Alice Herrmann (1897-1990) en 1916 Future épouse de Jean |
Et le mariage ? Je pense depuis longtemps à Alice Herrmann. On nous taquinait autrefois sur notre amitié d’enfants. Ces dernières années nous nous sommes à peine entrevus. Mais elle réunit à mes yeux toutes les qualités d’intelligence, de charme, d’énergie et de bonté. J’aime sa nature à la fois ardente et paisible.
J’ai gardé une grande réserve car je sais que je ne la vaux pas et puis il y a aussi cette différence de situation entre sa famille et la mienne qui, dans la bourgeoisie dresse parfois entre les jeunes gens des barrières infranchissables. Pourtant s’il m’arrivait d’arrêter ma pensée sur une autre j’avais l’impression d’une sorte d’infidélité vis-à-vis d’Alice.
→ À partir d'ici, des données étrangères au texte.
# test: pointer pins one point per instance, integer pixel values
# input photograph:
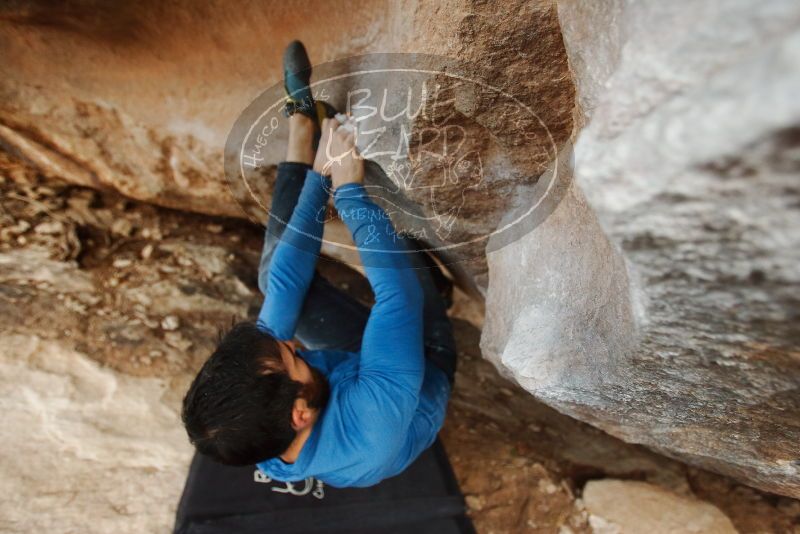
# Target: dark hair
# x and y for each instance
(238, 409)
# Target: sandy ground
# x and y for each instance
(108, 307)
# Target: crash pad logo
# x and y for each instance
(309, 486)
(456, 163)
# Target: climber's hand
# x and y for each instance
(337, 155)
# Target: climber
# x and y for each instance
(369, 391)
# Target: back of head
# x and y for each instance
(238, 409)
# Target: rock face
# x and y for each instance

Maintenant, je sais qu’elle est devenue membre active et ardente de la « Fédé », qu’elle a de fermes convictions chrétiennes, nous appartenons à ce petit groupe, qui est dans l’église une famille à part. La perspective change. Elle s’associerait à ma tâche de pasteur et comprendrait le ministère comme moi. J’ai la conviction que rien ne peut plus nous séparer. Mais je ne veux rien montrer de mes sentiments tant que la guerre n’est pas finie.
Ma sœur, qui est ma confidente, m’a fait remarquer qu’Alice pourrait être demandée par un autre que moi. Elle m’a proposé de voir Madame Herrmann et de lui faire part à la fois de mes sentiments et de mes scrupules. Si un autre se déclare Alice sera ainsi prévenue et saura qu’il n’est pas le seul sur les rangs. C’est entendu. J’apprends avec beaucoup de soulagement que Monsieur et Madame Herrmann ont accueilli cette démarche sans aucun déplaisir et avec un parfait désintéressement.